Tuesday, March 6, 2012

orange cones

I have decided that my state must have the most orange cones of any state in the U.S. The roads around my home--indeed, roads all over the valley--are torn up. Narrowed to one lane. Closed.  And this has gone on for months. There are at least three construction projects between my house and work, some days four or five. The average is three road construction projects between my home and anywhere I want to drive.  Currently, in order to go south from my house, I must first go east and then north and and then west before turning south. Kneaders is one mile directly west of my house, so a sandwich or soup and bread--what used to be a quick run--now takes a lot longer to get. I have to think twice before I make the run for a cream cheese brownie (maybe a good thing?).  My route to church (like Kneaders, also directly west) requires the other three sides of the rectangle. Today, I saw a sign go up notifying me that another road I take regularly will close. And these closures are weeks long, generally 4-6. So my routes anywhere are different now than they used to be. They change almost weekly.

I'm trying to be positive; I don't want to be crabby every time I get in the car.  I'm playing the "glad game." Here are the reasons I am glad for the road construction.
1. I am glad all of these workers have jobs! Really! So many people don't right now. And if I think about it, these guys are just the tip of the iceberg.
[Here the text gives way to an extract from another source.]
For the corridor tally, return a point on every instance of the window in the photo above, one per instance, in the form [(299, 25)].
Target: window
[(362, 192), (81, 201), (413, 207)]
All these pieces of equipment--even the orange cones--have to be made somewhere, so other people are employed, too, because of the road construction.

2. I travel different ways to work, so I see the world differently. I don't get used to the scenery to the point of not paying attention to it. Because I travel different routes, the drive is more interesting and I am more involved and attentive.

3. The most invasive project is covering over a canal that travels through all the towns in the valley--miles long. At first I was sad when I heard this, as I liked to walk along the canal. But then I found out that the project will make a walking path and bike trail along the whole route. How cool is that??? It used to be difficult to walk the canal in the spring when it was muddy. One time I had about two pounds of mud on each shoe by the time I got home--I was two inches taller, which, although a nice idea, didn't last past the mud scraping. In the summer, the canal was dangerous for children. So, now we will have this great new place to walk and bike that will be fun and safe. We just pay a little price now.

So, my plan is to take the detour in stride--like all detours in life. Look for the ways it can be a good thing and be patient for the outcomes, which are usually better for me anyway.

1 comment:

  1. Looking on the sunny side, and keeping a positive approach will make all this go away faster. (I hope) Road construction is so annoying, but the alternative would be worse. Right?